Why AI systems don't learn – On autonomous learning from cognitive science
Autonomous vs Offline Learning
- Many comments agree current mainstream models mainly do offline learning on static, human-curated data, not true autonomous learning via ongoing interaction.
- The paper’s critique of a “data wall” and “padded room” training (isolation from the real world) resonates with several commenters.
- Others argue that once LLMs help generate, filter, and label their own training data, we are already partway to self-training systems.
Meta-Control, System A/B/M, and Implementation Challenges
- The A/B/M framework (observation, action, meta-control) is seen as conceptually appealing but implementation details are viewed as the hard part.
- Concerns that agents could create self-reinforcing, hallucinated feedback loops when learning from their own actions.
- Questions arise about how to design reward signals for switching between passive observation and active exploration without collapsing into one mode.
- Some suggest we may need additional “systems” beyond neural networks (analogous to emotions/hormones) to manage this meta-control.
Ethics, Machiavellian Behavior, and Anthropomorphism
- One line of discussion worries that truly autonomous corporate agents could become ruthlessly Machiavellian, outcompeting human bad actors.
- Others counter that algorithms lack intrinsic morality; any apparent ethics or manipulation is just behavior shaped by objectives and data.
- ELIZA and the “ELIZA effect” are invoked to explain both over-anthropomorphizing current systems and investor/“AI hype” dynamics.
- In contrast, another thread cites the “AI effect” as humans moving the goalposts whenever machines master a previously “intelligent” task.
LLM Capabilities, Cognition, and In-Context Learning
- Strong disagreement over whether LLMs “actually learn”:
- One side: they only fit data offline; tools, RAG, and filesystems are just pre-programmed mechanisms, not cognition.
- Other side: LLMs plus external memory and tools form systems that, at the system level, exhibit learning-like behavior.
- Debate on whether cognition requires online weight updates vs. being realizable via context, memory stores, and agents.
- Some think the paper underplays in-context learning and real-world agent architectures; others think expectations for LLMs are delusional.
Online Learning, Safety, and Product Concerns
- Historical example of a Twitter-trained bot rapidly degenerating into toxic speech is used to argue that “not learning online” is a safety feature.
- Production teams prefer fixed, versioned models over continuously self-modifying systems, to maintain predictability and control.
- Tension noted between:
- Desire for systems that “learn on the job” (e.g., proprietary codebases, domain expertise), and
- Fears about data leakage, unpredictable behavior, and misalignment if models freely update from user inputs.

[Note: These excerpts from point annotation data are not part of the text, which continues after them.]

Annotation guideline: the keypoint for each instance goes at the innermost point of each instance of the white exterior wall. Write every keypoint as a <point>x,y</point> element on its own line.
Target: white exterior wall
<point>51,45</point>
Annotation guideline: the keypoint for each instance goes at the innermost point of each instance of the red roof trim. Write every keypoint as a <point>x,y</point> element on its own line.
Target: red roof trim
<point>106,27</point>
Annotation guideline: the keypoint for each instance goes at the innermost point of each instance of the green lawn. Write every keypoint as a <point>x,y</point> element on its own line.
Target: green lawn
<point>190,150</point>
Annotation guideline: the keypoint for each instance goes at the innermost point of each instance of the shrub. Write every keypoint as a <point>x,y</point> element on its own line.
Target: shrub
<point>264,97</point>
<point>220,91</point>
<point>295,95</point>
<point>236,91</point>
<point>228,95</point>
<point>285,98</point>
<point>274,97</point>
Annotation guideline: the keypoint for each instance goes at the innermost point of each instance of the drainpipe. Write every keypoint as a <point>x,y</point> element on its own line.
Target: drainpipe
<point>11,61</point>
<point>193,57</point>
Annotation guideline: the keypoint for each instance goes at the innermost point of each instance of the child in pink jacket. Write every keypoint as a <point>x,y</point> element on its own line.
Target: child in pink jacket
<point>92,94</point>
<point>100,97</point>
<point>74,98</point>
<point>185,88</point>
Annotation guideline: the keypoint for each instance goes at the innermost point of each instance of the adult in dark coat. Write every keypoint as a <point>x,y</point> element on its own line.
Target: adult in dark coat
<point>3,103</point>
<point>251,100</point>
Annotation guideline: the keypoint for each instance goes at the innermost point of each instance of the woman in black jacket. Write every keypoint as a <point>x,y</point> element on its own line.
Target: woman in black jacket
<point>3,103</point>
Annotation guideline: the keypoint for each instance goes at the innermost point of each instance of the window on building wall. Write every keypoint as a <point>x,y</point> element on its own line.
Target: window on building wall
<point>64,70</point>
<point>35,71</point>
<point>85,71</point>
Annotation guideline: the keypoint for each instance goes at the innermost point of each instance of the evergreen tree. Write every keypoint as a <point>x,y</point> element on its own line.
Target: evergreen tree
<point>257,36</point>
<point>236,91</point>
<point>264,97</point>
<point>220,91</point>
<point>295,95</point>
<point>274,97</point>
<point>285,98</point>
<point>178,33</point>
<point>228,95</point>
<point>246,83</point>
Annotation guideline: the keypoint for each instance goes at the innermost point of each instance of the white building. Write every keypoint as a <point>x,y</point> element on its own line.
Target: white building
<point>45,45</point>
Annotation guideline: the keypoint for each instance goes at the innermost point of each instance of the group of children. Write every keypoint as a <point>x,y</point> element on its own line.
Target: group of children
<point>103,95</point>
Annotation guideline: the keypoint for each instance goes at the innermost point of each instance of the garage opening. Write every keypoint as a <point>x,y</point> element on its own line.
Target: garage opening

World Models, JEPA, and Compute Constraints
- Interest in “world models” that learn physics and dynamics via interaction, not just text ingestion.
- Skepticism that such models can be trained with current budgets; physical interaction data is seen as more unstructured and compute-hungry than internet text.
- Some expect large LLM-first labs, funded by LLM revenue, to eventually build the kind of world models envisioned in the paper.
Cybernetics and Broader Inspiration
- Several see current discussions as rediscovering mid-20th-century cybernetics: feedback, control, and system-level thinking.
- Others find cybernetics historically “wishy-washy,” unclear how much concrete, lasting technical substance it contributed vs. inspiring later fields.
- Biological and synthetic-biology-inspired hardware is mentioned as a possible future route to truly learning, brain-like systems, but remains speculative in the thread.
Diversity, Forked Models, and Evolutionary Ideas
- Some advocate for many diverse, personalized models that continue to learn, rather than a few homogeneous, frozen systems.
- Arguments: diversity reduces shared vulnerabilities (memetic or otherwise) and might drive creativity and capability via selection-like processes.
- Others worry that uncontrolled online learning risks “model collapse,” safety issues, and unpredictability.
Meta-Level: What Counts as “Real AI”?
- Persistent meta-debate:
- One side sees current systems as close to matching or exceeding average humans on many “intelligent” tasks, with remaining gaps not clearly fundamental.
- The other side insists the key unsolved issues (online learning, robust reasoning, new problem-solving) are precisely what “real intelligence” requires.
- Both hype (“AI is here”) and dismissal (“these are just parrots”) are criticized; several commenters call for more careful, system-level definitions of learning and cognition.